This dataset supports ongoing research on gender inequality, hiring discrimination, information frictions, and social norms in online labour markets in Nigeria. The data originate from the largest online job platform in Nigeria and combine large-scale administrative platform data with experimental intervention data.
The dataset includes longitudinal applicant-job matching data covering online labour market activity between 2014 and 2020, with core hiring and matching analyses based on approximately 1.3 million applicant-job matches, 194,190 unique applicants, 24,081 job listings, and 5,014 hiring managers between 2016 and 2018. The data capture applicant characteristics, hiring outcomes, job attributes, qualification measures, industry information, and employer-side hiring behaviour.
The research examines how gender, ethnicity, co-ethnicity, social norms, and information asymmetries shape hiring decisions in online labour markets. The analyses show that equally qualified women experience lower hiring probabilities in specific contexts, particularly in relation to co-ethnic hiring dynamics and senior positions. The project further investigates how information interventions directed at applicants and hiring managers influence application behaviour, hiring preferences, and diversity-related decision-making.

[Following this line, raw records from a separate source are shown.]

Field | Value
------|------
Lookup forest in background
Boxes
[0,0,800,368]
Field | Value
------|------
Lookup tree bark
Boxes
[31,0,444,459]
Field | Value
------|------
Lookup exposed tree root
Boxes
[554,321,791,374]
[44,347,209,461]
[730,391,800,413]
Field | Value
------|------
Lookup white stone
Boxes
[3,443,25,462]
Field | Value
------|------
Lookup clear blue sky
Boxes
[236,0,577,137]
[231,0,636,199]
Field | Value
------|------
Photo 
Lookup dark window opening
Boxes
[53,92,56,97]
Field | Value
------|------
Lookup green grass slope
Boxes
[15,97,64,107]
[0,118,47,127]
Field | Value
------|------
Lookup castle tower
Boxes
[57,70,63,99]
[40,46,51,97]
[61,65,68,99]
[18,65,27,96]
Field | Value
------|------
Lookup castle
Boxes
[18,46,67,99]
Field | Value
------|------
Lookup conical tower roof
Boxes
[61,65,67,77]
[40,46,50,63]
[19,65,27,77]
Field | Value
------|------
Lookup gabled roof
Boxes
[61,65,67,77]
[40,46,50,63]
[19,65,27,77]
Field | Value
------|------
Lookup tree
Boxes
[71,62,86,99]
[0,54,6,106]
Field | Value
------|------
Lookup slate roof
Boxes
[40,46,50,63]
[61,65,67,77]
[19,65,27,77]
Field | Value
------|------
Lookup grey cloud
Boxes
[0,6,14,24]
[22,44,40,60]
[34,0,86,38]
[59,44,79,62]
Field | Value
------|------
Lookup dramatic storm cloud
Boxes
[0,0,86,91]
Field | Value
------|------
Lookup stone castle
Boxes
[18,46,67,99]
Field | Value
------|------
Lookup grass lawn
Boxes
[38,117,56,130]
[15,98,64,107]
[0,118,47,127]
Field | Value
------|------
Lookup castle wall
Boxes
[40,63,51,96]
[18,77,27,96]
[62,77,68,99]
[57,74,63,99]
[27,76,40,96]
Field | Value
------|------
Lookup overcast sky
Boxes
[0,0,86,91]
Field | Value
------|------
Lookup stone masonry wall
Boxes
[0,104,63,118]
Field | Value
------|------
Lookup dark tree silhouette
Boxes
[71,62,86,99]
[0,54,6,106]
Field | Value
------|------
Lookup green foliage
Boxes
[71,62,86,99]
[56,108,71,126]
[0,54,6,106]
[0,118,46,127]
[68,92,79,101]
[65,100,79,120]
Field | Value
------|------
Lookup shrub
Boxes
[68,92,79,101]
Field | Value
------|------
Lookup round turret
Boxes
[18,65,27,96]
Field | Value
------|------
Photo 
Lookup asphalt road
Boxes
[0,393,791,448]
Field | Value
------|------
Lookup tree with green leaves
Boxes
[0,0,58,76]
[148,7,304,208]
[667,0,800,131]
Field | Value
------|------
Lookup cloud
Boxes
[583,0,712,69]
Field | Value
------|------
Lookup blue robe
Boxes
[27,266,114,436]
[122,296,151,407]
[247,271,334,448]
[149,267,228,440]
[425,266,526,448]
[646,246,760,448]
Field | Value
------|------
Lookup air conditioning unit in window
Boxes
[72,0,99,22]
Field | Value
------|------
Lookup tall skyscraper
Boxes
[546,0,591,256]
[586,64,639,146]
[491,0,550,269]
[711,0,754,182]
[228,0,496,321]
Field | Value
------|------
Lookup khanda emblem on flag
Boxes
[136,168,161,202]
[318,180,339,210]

The dataset additionally contains randomized controlled trial (RCT) and survey-intervention components conducted with hiring managers on the platform in 2023. These include incentivized resume rating experiments, information treatments regarding gender hiring bias and workforce diversity, and behavioural response measures related to hiring decisions and candidate rankings.
Variables may include:
- applicant demographic and qualification indicators,
- inferred ethnicity classifications derived from names and regions,
- hiring outcomes and ranking behavior,
- employer and hiring manager characteristics,
- job advertisement metadata,
- intervention assignment variables,
- survey responses,
- resume evaluation outcomes,
- and derived labor market indicators.
Methodology / Data Collection
The dataset combines administrative records from a large online recruitment platform with randomized experimental interventions and survey components.
The observational component includes applicant-job matching records, applicant characteristics, hiring outcomes, job requirements, industry classifications, and hiring manager information. Ethnicity indicators were inferred using combinations of applicant names, state-of-origin information, and ethnolinguistic classification approaches described in the associated research publications.
The experimental component includes randomized information treatments administered to hiring managers through online survey instruments and incentivized resume rating exercises designed to evaluate the effects of diversity-related information on hiring behavior.